Oprimeiro-ministro regressa na terça-feira ao Parlamento, no âmbito da preparação do Conselho Europeu, de 24 e 25 de março. Mais de três meses depois, António Costa volta a estar presente num debate da Comissão Permanente, após a dissolução da Assembleia da República (AR), mas agora num contexto internacional bem diferente.
Com o início da guerra na Ucrânia, as consequências económicas do conflito tornam-se imprevisíveis, a necessidade de reforçar o investimento na defesa uma inevitabilidade, assim como um mais que previsível aumento na despesa nos apoios sociais para responder à chegada de refugiados. “Só uma Europa forte poderá continuar a apoiar a Ucrânia”, defendeu o primeiro-ministro, na sexta-feira, em Roma.

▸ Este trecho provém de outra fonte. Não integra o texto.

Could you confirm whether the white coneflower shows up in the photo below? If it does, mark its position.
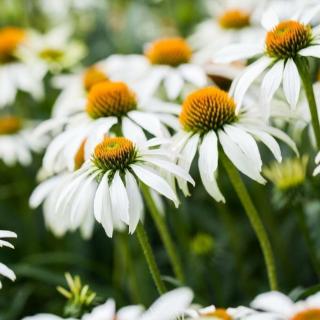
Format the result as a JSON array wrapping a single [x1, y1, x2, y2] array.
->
[[0, 230, 17, 289], [214, 5, 320, 106], [19, 25, 86, 74], [174, 87, 295, 202], [251, 291, 320, 320], [35, 81, 177, 172], [55, 137, 194, 237], [0, 116, 32, 166], [0, 27, 44, 108], [132, 37, 208, 100]]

Costa pretende apresentar o novo Orçamento do Estado ainda em abril, mas as mudanças, impostas pelo cenário macroeconómico, serão muitas. Só no último mês, a invasão russa da Ucrânia levou o Governo português a aprovar um regime simplificado para acolher ucranianos e a tomar medidas para minimizar o impacto do conflito nos sectores da energia e da agricultura. E o chefe do Governo tem insistido que a Península Ibérica será um eixo fundamental para a União Europeia (UE) reduzir a dependência energética da Rússia, esperando que do Conselho Europeu de quinta e sexta-feira possam sair “decisões concretas e imediatamente aplicáveis” face ao aumento de custos da energia.

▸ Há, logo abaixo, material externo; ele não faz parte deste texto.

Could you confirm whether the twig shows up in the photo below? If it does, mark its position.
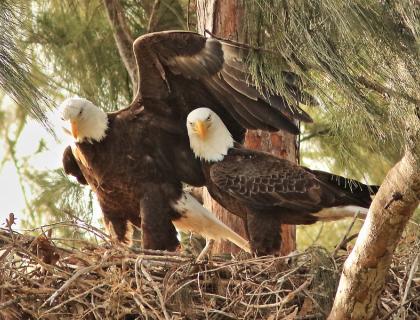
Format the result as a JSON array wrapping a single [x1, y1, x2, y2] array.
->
[[147, 0, 160, 33], [138, 259, 171, 320]]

OPOSIÇÃO CRITICA RESPOSTA À SUBIDA DOS COMBUSTÍVEIS
Tem sido uma das principais frentes de batalha do Governo. Além do aumento do valor do Autovoucher de cinco para 20 euros mensais, o Imposto Sobre os Produtos Petrolíferos (ISP) passou a ter uma atualização semanal em meados deste mês – com exceção desta semana que o Executivo decidiu que o imposto não devia aumentar face à descida do preço dos combustíveis.
A oposição considerou as medidas insuficientes, criticando a carga fiscal sobre os combustíveis. Pelo PSD, Para Rui Rio a redução do ISP pelo valor do aumento extraordinário da receita de IVA era o “mínimo” que o Executivo poderia fazer face à “enorme carga fiscal” que criou sobre os combustíveis. Mas advertiu que redução do ISP “tem de ter em conta o preço médio de 2021”.

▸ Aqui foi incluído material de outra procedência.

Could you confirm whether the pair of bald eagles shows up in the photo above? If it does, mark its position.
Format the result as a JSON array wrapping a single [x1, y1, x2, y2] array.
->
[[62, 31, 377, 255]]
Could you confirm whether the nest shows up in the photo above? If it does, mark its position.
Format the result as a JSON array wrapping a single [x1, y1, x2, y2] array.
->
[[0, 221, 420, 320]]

A Iniciativa Liberal (IL) lamentou, por sua vez que os portugueses paguem “mais de 60%” de impostos nos combustíveis, sublinhando que o Autovoucher “não é apenas um monumento à burocracia”, mas sim o “corolário da visão socialista” de que o Estado é dono do dinheiro dos cidadãos.
À esquerda, o PCP e o Bloco exigiram ainda este sábado mais medidas face à subida dos preços da energia, saindo em defesa da redução da taxa de IVA sobre eletricidade e gás para o escalão mínimo, a eliminação do adicional do ISP assim como a eliminação da dupla tributação sobre o ISP. “Há quem esteja a tirar proveito e a ganhar com a guerra”, acusou Jerónimo de Sousa. “Combater a guerra é também combater quem lucra com a guerra”, atirou Catarina Martins.
MAIS APOIOS PARA FAMÍLIAS E EMPRESAS
No sector da Energia, o Governo anunciou ainda este mês descontos de 10 euros em cada botija de gás para as famílias de menores rendimentos e €150 milhões de euros do Fundo Ambiental para a tarifa de acesso à rede, assim como um apoio extraordinário para o sector dos transportes de mercadorias.
O apoio extraordinário inclui um desconto nos combustíveis para o transporte de mercadorias de 30 cêntimos por litro de combustível até às 35 toneladas, e de 20 cêntimos por litro a partir das 35 toneladas. Já o desconto para o AdBlue (líquido de controlo de emissões poluentes) é de de 30 cêntimos por litro em todas as categorias.
Foi lançada ainda uma linha de crédito com uma garantia pública de “400 milhões de euros” e um “nível de garantia de 70% do montante financiado” para as empresas da indústria transformadora e do sector transportes que sofreram o impacto da situação na Ucrânia. Por outro lado, o Governo comprometeu-se a procurar novos países para importação de sementes de girassol e milho para ração de animais.
ABRIR A PORTA AOS REFUGIADOS
No âmbito da crise de refugiados, o Governo constituiu um grupo de trabalho interministerial e anunciou a criação de um regime simplificado para acolher cidadãos da Ucrânia. Com acesso automático ao número fiscal, de Segurança Social e de SNS através de um portal, os refugiados terão assim mais facilidade em procurar emprego e aceder a cuidados de saúde. Foi ainda criada uma plataforma eletrónica para registar os menores ucranianos que chegam sozinhos em Portugal ou em trânsito.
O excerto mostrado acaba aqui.